Facebook has made no secret of its opposition to Apple's new privacy settings, which prohibit app developers from tracking iPhone and iPad users without their permission.
The social media company not only ran a recent ad campaign imploring Apple to reverse course, but reportedly considered bringing an antitrust lawsuit against Apple.
Now, continuing its anti-Apple initiative, Facebook has funded a paper that claims Apple's new privacy settings somehow deprive consumers of choices.
“Apple’s update goes beyond any legitimate protection of users’ privacy interests,” University of Florida law professor D. Daniel Sokol and Harvard Business School associate professor Feng Zhu write in their analysis of Apple's new mobile privacy settings. “Apple’s iOS 14 policies reduce consumer choice under the guise of privacy.”
Their conclusion rests on a series of assumptions that appear questionable, at best.
First, the authors contend that Apple's interface -- which tells consumers that an app is seeking permission to track them, and asks people to choose whether or not to allow tracking -- is “ominous and misleading” and will result in low opt-in rates.
Those low opt-in rates, in turn, will “decimate the ad-based business model” -- apparently because the authors think non-personalized ads won't command enough revenue for developers. The result, according to the authors, will be fewer free apps for Apple devices, which will push consumers toward either purchasing apps, or using Apple's proprietary ones.
There are some obvious flaws in this logic, starting with the idea that people won't opt in to tracking due to a supposedly misleading interface.
First of all, some evidence suggests that many people are opting in to tracking.
As for people who don't opt in, there's a simpler explanation than allegedly “ominous” language: They don't want to be tracked.
That rationale would be consistent with voluminous research dating back to at least 2009, when professors at University of Pennsylvania's Annenberg School for Communication and the University of California, Berkeley, School of Law released a study showing that two out of three web users don't want customized ads.
Subsequent studies confirmed those results. A Pew study from 2012 found that 73% of web users don't want to receive ads targeted based on behavior.
Two years later, Pew reported that around two in three adults want the government to restrict advertisers' use of people's personal information.
More recently, a Pew study from late 2019 found that 81% of American adults believe the risks of data collection outweigh the benefits.
What's more, consumers aren't just expressing these opinions to researchers. People are also doing so at the voting booth.
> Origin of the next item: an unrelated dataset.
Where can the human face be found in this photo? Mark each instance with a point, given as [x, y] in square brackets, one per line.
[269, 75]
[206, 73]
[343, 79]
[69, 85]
Last November, California voters approved a ballot initiative that expanded the state's already broad privacy law. That makes it harder for companies to use data about race, ethnicity, health, or finances for advertising, and aims to guarantee that consumers can opt out of ad-targeting based on their online and app activity.
Earlier this year, Virginia passed a new privacy law. Other states, including New York, are considering new legislation.
The authors also assert that Apple's use of the word of “tracking” is misleading, in part because it includes the sharing of email lists (or other identifiers) with ad networks.
“Apple’s definition of 'tracking' extends well beyond what most users would consider 'tracking' (i.e., following their activity throughout the internet),” the authors declare.
The academics also suggest that ads are either targeted or irrelevant, without taking into account the possibilities of contextual advertising.
While much of their analysis hinges on dubious arguments, Sokol and Zhu raise at least one point that could warrant a closer look. They argue that Apple's policies unfairly advantage its own apps and services, which collect ad-targeting data on an opt-out basis.
“Apple’s own advertising service will play by an entirely different set of rules, giving Apple a significant advantage over competitors, whom Apple requires to adhere to the new policy,” the researchers write.
The company's model -- which appears at least somewhat similar to Google's controversial Federated Learning of Cohorts -- relies on placing people into marketing segments of at least 5,000 people. Apple also says the data it uses is aggregated and doesn't identify individual users.